Using Theano backend.


<keras.layers.core.Dropout at 0x10ee9f278>

In [2]:
# some layers directly take the dropout argument:
from keras.models import Sequential
from keras.layers import Embedding
model = Sequential()
model.add(Embedding(10000, 128, input_length=100, dropout=0.2))


#### Sentiment Classification Example - With Dropout

We now take the RNN-based model from [notebook 8](08_Classification_And_Structured_Prediction_with_Keras.ipynb) which achieved an accuracy of 73%. First, we modify the network to get slighty higer performance. Then, we add dropout.

In [20]:
# load data - convert to indices, pad to max_length - y's no n-hot needed as this is a binary task
import numpy as np
import random
from collections import defaultdict
from sklearn.model_selection import train_test_split

positive_sentences = [l.strip() for l in open("exercise/rt-polaritydata/rt-polarity.pos").readlines()]
negative_sentences = [l.strip() for l in open("exercise/rt-polaritydata/rt-polarity.neg").readlines()]

positive_labels = [1 for sentence in positive_sentences]
negative_labels = [0 for sentence in negative_sentences]

sentences = np.concatenate([positive_sentences,negative_sentences], axis=0)
labels = np.concatenate([positive_labels,negative_labels],axis=0)

## make sure we have a label for every data instance
assert(len(sentences)==len(labels))
data={}
np.random.seed(113) #seed
data['target']= np.random.permutation(labels)
np.random.seed(113) # use same seed!
data['data'] = np.random.permutation(sentences)

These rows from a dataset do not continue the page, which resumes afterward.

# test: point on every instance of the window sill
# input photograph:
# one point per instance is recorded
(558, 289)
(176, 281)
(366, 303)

X_rest, X_test, y_rest, y_test = train_test_split(data['data'], data['target'], test_size=0.2)
X_train, X_dev, y_train, y_dev = train_test_split(X_rest, y_rest, test_size=0.2)
del X_rest, y_rest

## map them to ids for embedding layer
w2i = defaultdict(lambda: len(w2i))
PAD = w2i["<pad>"] # index 0 is padding
UNK = w2i["<unk>"] # index 1 is for UNK

# convert words to indices, taking care of UNKs
X_train_num = [[w2i[word] for word in sentence.split(" ")] for sentence in X_train]
w2i = defaultdict(lambda: UNK, w2i) # freeze - cute trick!
X_dev_num = [[w2i[word] for word in sentence.split(" ")] for sentence in X_dev]
X_test_num = [[w2i[word] for word in sentence.split(" ")] for sentence in X_test]

max_sentence_length=max([len(s.split(" ")) for s in X_train] 
                        + [len(s.split(" ")) for s in X_dev] 
                        + [len(s.split(" ")) for s in X_test] )

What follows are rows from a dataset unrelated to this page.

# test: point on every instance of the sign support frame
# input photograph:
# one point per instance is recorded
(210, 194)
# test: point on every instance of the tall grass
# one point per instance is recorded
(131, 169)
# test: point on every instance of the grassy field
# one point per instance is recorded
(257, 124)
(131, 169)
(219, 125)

from keras.preprocessing import sequence

# pad X
X_train_pad = sequence.pad_sequences(X_train_num, maxlen=max_sentence_length, value=PAD)
X_dev_pad = sequence.pad_sequences(X_dev_num, maxlen=max_sentence_length, value=PAD)
X_test_pad = sequence.pad_sequences(X_test_num, maxlen=max_sentence_length,value=PAD)


In [21]:
print("#train instances: {} #dev: {} #test: {}".format(len(X_train),len(X_dev),len(X_test)))

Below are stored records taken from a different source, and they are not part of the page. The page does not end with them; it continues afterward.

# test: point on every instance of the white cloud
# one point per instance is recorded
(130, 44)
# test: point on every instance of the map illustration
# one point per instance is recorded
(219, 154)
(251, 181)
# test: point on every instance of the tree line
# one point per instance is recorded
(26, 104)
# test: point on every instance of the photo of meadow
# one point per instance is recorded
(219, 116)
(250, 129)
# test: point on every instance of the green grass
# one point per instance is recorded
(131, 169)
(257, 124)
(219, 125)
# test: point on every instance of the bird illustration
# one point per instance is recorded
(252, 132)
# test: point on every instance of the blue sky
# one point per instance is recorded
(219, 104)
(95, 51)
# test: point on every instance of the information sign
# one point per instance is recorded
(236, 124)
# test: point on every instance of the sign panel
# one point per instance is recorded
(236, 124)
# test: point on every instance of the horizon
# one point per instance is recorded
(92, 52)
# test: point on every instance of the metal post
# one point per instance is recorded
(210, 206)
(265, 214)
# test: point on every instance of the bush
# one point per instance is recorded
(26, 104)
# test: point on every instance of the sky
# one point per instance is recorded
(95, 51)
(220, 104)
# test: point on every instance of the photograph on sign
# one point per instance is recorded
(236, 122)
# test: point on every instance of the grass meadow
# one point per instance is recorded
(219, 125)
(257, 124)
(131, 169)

vocabulary_size = len(w2i)
embeds_size=64

#train instances: 6823 #dev: 1706 #test: 2133


In [56]:
np.random.seed(113) #set seed before any keras import
from keras.models import Sequential
from keras.layers import Dense, Activation, Embedding
from keras.layers import Dropout, LSTM

#Model without dropout (improvements from before: use LSTM, 128 h_dim, only 4 epochs, batch_size 50)
model = Sequential()
model.add(Embedding(vocabulary_size, embeds_size, input_length=max_sentence_length))
model.add(LSTM(128)) 
model.add(Dense(1))
model.add(Activation('sigmoid'))
model.compile(loss='binary_crossentropy', optimizer='adam', metrics=['accuracy'])


In [55]:
model.fit(X_train_pad, y_train, epochs=4, batch_size=50)
loss, accuracy = model.evaluate(X_dev_pad, y_dev)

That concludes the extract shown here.